Essa análise permite uma concepção mais realista e flexível, diferentes das abordagens técnica, política e social, que concebem as organizações como unidades sociais, com estruturas rígidas, subordinadas à realização de funções essenciais que surgem como imposição das facetas técnicas, econômicas, administrativas e políticas de um dado sistema. É importante salientar que as concepções de gestão destacadas por Reed (1997) estão relacionadas à postura dos gestores num determinado sistema organizacional, como por exemplo, uma empresa, com o intuito de estabelecer uma disciplina organizacional e cooperação dos seus membros. Apesar de o contexto histórico do uso do termo gestão, bem como sua própria etimologia direcionarem para a associação com aspectos

administrativos de gestão empresarial, atualmente, conforme Souza (2006), o termo “foi acasalando com os mais diversos adjetivos e substantivos”.

3.2 A inserção da gestão das águas na gestão ambiental

A década de 1970 foi marcante em relação à ampliação dos debates sobre as questões relacionadas ao meio ambiente. Em 1972, o Clube de Roma, fórum composto por cientistas, industriais e políticos, lançou o Relatório intitulado Os Limites do Crescimento, destacou a preocupação com o crescimento populacional. A Conferência de Estocolmo sobre o meio ambiente, realizada também em 1972, impulsionada pelo debate promovido pelo Clube de Roma, intensificou o debate na incorporação da consciência ecológica global. Em 1983, foi criada a Comissão da ONU para debater os principais problemas ambientais do planeta e como resultado foi elaborado o Relatório Brundtland que apontou para o desenvolvimento econômico em consonância com a justiça social e preservação do planeta.

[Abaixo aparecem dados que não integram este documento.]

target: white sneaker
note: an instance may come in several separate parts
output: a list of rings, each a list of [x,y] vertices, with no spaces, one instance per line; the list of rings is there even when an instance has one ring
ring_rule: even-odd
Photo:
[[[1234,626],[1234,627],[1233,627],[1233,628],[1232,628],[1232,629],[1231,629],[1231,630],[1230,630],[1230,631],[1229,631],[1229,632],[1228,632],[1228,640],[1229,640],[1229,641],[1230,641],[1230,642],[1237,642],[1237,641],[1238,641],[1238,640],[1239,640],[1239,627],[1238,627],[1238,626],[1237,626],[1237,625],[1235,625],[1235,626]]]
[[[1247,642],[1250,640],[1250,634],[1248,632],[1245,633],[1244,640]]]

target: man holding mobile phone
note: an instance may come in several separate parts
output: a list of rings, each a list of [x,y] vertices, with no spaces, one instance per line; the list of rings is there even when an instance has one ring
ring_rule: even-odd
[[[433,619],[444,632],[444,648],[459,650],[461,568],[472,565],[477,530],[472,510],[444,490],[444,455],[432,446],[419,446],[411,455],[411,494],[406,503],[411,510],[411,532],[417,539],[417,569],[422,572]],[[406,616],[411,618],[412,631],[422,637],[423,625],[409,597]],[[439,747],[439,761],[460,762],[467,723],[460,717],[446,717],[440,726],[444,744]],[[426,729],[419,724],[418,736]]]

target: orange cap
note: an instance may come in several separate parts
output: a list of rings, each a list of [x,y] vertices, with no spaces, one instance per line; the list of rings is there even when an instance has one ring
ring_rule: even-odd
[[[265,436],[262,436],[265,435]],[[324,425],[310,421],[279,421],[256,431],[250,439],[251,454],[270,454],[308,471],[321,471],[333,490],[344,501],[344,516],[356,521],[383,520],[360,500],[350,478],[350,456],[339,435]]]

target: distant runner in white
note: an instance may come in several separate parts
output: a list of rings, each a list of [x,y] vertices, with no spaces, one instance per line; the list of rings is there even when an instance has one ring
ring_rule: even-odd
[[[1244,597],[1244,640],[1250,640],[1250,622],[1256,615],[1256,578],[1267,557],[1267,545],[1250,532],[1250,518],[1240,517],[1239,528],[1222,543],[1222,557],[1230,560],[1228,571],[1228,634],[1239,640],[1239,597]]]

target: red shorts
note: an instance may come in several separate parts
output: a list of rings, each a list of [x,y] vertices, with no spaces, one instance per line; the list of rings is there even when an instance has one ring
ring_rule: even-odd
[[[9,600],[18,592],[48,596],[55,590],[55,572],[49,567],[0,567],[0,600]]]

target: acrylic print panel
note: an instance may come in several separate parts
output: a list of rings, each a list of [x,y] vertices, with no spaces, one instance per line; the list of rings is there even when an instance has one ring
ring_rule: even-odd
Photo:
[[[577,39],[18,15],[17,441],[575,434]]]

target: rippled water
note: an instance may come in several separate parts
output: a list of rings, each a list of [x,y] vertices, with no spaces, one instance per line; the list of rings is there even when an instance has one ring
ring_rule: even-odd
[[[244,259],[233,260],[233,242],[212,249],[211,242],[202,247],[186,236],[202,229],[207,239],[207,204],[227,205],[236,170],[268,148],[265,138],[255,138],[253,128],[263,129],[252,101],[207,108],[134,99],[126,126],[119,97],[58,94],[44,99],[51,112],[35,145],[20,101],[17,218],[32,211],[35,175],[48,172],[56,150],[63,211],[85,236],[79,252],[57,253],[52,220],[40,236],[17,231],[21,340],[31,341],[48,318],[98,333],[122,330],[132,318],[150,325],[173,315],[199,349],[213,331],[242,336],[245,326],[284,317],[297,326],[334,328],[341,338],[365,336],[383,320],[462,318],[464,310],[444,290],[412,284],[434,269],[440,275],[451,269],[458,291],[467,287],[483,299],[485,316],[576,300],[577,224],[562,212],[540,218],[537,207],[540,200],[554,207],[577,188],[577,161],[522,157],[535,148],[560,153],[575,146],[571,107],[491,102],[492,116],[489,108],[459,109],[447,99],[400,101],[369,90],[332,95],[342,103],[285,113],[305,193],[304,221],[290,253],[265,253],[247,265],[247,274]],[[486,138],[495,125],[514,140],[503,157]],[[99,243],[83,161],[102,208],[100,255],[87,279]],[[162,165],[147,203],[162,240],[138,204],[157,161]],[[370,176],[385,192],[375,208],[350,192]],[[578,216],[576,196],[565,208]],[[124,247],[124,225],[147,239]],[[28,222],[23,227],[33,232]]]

O debate internacional trouxe impactos nas discussões promovidas no Brasil. Em 1983, foi realizado em Brasília, o Seminário Internacional de Gestão de Recursos Hídricos, já em 1986 o Ministério de Minas e Energia (MME) criou um grupo de trabalho cujo relatório incentivou a criação do Sistema Nacional de Gerenciamento de Recursos Hídricos (SINGREH), que serviram como subsídios para a criação da Política Nacional de Recursos Hídricos, a transição do Comitê Especial de Estudos Integrados de Bacias Hidrográficas (CEEIBH) e dos respectivos comitês de bacias hidrográficas.

O marco na discussão global sobre a gestão de recursos hídricos foi a Conferência de Dublin10, realizada em 1992, que deu ênfase a existência de sérios problemas relacionados à disponibilidade hídrica e estabeleceu os princípios para a gestão sustentável da água, a saber:

1- A água doce é um recurso finito e vulnerável, essencial para a manutenção da vida, para o desenvolvimento e para o meio ambiente. 2- O gerenciamento da água deve ser baseado na participação dos usuários, dos planejadores e dos formuladores de políticas, de todos os níveis.

10

Conferência Internacional sobre a Água e Meio ambiente, realizada em Dublin, 1992. Um dos destaques dessa conferência está no caráter econômico estabelecido para as águas, que passou a ser encarada como um recurso econômico.